Reputation: 475
Hey guys I'm new to python, right now I'm starting to work with some libraries such as Pandas and Numpy. Recently, my teacher gives me this excercise, and I don't know which method I should use. Details are shown below:
df1 = pd.DataFrame({'col1': [0, 1, 1, 0, 3],
'col2': [23, 4, 1, 1, 3],
'col3': [0, 5, 2, 1, 1],
'col4': [1, 2, 6, 4, 0],
'col5': [4, 15, 0, 2, 5],
'loc': [1, 4, 2, 3, 2]})
1) col1 - col5: random number
2) loc: the location of the value.
3) Calculate 'val' which returns the value of each column, locations are given in 'loc'.
Example: In line 0, loc = 1, val = 23. In line 1 loc = 4, val = 15, etc.

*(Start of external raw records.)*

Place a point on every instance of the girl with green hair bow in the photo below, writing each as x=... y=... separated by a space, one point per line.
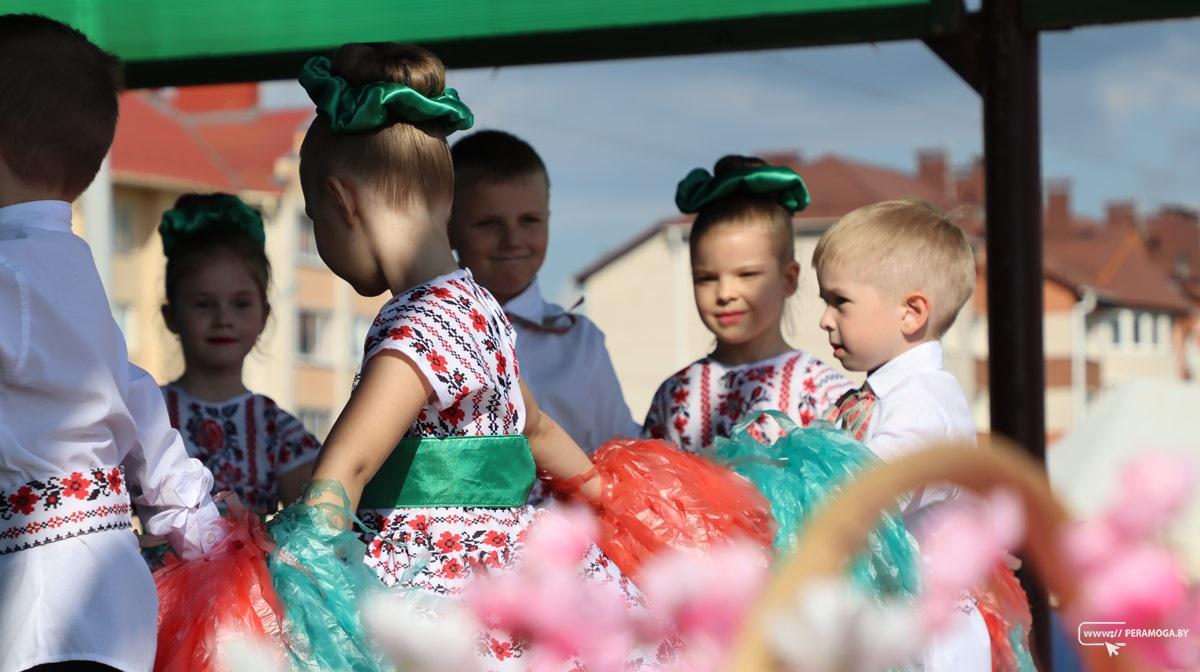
x=439 y=444
x=216 y=304
x=744 y=271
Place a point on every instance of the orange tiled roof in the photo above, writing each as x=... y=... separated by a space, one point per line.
x=1111 y=258
x=234 y=151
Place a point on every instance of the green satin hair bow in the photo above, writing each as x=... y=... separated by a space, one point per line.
x=225 y=210
x=778 y=184
x=353 y=108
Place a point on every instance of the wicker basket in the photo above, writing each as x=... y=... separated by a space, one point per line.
x=840 y=531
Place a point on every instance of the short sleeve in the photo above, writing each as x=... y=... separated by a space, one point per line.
x=15 y=327
x=654 y=426
x=297 y=445
x=421 y=342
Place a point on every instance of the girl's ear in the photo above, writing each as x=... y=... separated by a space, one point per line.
x=916 y=312
x=169 y=318
x=345 y=199
x=791 y=277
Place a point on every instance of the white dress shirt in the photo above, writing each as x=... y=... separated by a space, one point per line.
x=569 y=373
x=919 y=405
x=72 y=406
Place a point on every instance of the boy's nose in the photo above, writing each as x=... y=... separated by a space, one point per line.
x=826 y=319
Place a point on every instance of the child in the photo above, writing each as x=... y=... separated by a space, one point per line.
x=499 y=228
x=79 y=426
x=743 y=271
x=441 y=366
x=894 y=276
x=216 y=304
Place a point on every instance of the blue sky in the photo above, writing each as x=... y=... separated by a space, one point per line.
x=1121 y=119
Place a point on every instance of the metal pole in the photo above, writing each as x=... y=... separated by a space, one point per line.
x=1013 y=166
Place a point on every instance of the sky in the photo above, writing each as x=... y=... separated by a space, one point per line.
x=1120 y=119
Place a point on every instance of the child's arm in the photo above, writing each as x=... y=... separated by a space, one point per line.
x=174 y=501
x=390 y=394
x=293 y=483
x=553 y=450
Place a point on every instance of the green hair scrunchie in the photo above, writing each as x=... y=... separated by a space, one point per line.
x=353 y=108
x=778 y=184
x=223 y=210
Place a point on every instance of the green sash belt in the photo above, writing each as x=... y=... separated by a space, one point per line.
x=492 y=472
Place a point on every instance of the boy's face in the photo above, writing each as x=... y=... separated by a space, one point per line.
x=501 y=231
x=864 y=324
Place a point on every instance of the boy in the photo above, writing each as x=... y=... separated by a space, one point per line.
x=499 y=228
x=79 y=426
x=893 y=276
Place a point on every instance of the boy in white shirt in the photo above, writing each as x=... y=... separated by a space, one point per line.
x=79 y=426
x=893 y=276
x=499 y=228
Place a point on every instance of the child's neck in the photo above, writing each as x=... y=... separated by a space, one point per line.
x=211 y=385
x=424 y=255
x=757 y=349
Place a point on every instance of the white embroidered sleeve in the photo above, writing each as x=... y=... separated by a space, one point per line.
x=175 y=498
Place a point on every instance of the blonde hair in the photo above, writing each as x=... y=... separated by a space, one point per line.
x=900 y=246
x=405 y=162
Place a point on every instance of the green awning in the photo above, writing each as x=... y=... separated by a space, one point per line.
x=186 y=42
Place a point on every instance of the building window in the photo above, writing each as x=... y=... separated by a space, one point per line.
x=306 y=238
x=1163 y=330
x=316 y=420
x=124 y=228
x=311 y=335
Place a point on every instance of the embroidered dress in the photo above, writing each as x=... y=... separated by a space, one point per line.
x=463 y=345
x=247 y=442
x=706 y=400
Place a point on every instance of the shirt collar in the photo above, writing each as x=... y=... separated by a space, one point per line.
x=528 y=305
x=924 y=358
x=49 y=215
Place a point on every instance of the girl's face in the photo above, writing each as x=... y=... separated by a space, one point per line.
x=217 y=313
x=741 y=286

The result should be like this:
df = pd.DataFrame({'col1': [0, 1, 1, 0, 3],
'col2': [23, 4, 1, 1, 3],
'col3': [0, 5, 2, 1, 1],
'col4': [1, 2, 6, 4, 0],
'col5': [4, 15, 0, 2, 5],
'loc': [1, 4, 2, 3, 2],
'val': [23, 15, 2, 4, 1]})
I have tried somthing like iloc and loc to calculate 'val'. However when the dataframe becomes larger I could not use this method anymore. Are there any faster way to calculate 'val'? Do I need to use loop to calculate 'val'?
df1 = df['loc']
df.iloc[0,df1[0]]
df.iloc[1,df1[1]]
df.iloc[2,df1[2]]
PS: Sorry for my bad English, but I really don't know how to explain this excercise in English, I just try my best :(
Upvotes: 2
Views: 26738
Reputation: 2696
You can use a for-loop for this, where you increment a value to the range of the length of the column 'loc' (for example). With .iloc
you can the select the correct row and value from the 'loc' column.
I'm not going to spill out the complete solution for you, but something along the lines of:
vals = [] # Create an empty list to hold the requested values
for i in range(len(df['loc'])): # Loop over the rows ('i')
val = df.iloc[i, df['loc'][i]] # Get the requested value from row 'i'
vals.append(val) # append value to list 'vals'
df['value'] = vals # Add list 'vals' as a new column to the DataFrame
edited to complete the answer...
Upvotes: 2
Reputation: 1314
Loop over the series with index then using pd.iat[row int pos, column int pos] you will get exact value, from array of values you can create new series.
result = []
for index, row in df1['loc'].iteritems():
result.append(df1.iat[index, row])
df1['val'] = result
Upvotes: 1
Reputation: 863501
Use numpy indexing, especially if performance is important:
df1['value'] = df1.values[np.arange(len(df1)), df1['loc']]
print (df1)
col1 col2 col3 col4 col5 loc value
0 0 23 0 1 4 1 23
1 1 4 5 2 15 4 15
2 1 1 2 6 0 2 2
3 0 1 1 4 2 3 4
4 3 3 1 0 5 2 1
Performance:
#5000 rows
df1 = pd.concat([df1] * 1000, ignore_index=True)
In [73]: %timeit df1['value'] = df1.values[np.arange(len(df1)), df1['loc']]
266 µs ± 8.06 µs per loop (mean ± std. dev. of 7 runs, 1000 loops each)
In [74]: %%timeit
...: result = []
...: for index, row in df1['loc'].iteritems():
...: result.append(df1.iat[index, row])
...: df1['val'] = result
...:
64 ms ± 753 µs per loop (mean ± std. dev. of 7 runs, 10 loops each)
In [75]: %timeit df1['value'] = df1.apply(lambda x: x.iloc[x['loc']], axis = 1)
243 ms ± 11.9 ms per loop (mean ± std. dev. of 7 runs, 1 loop each)
Upvotes: 3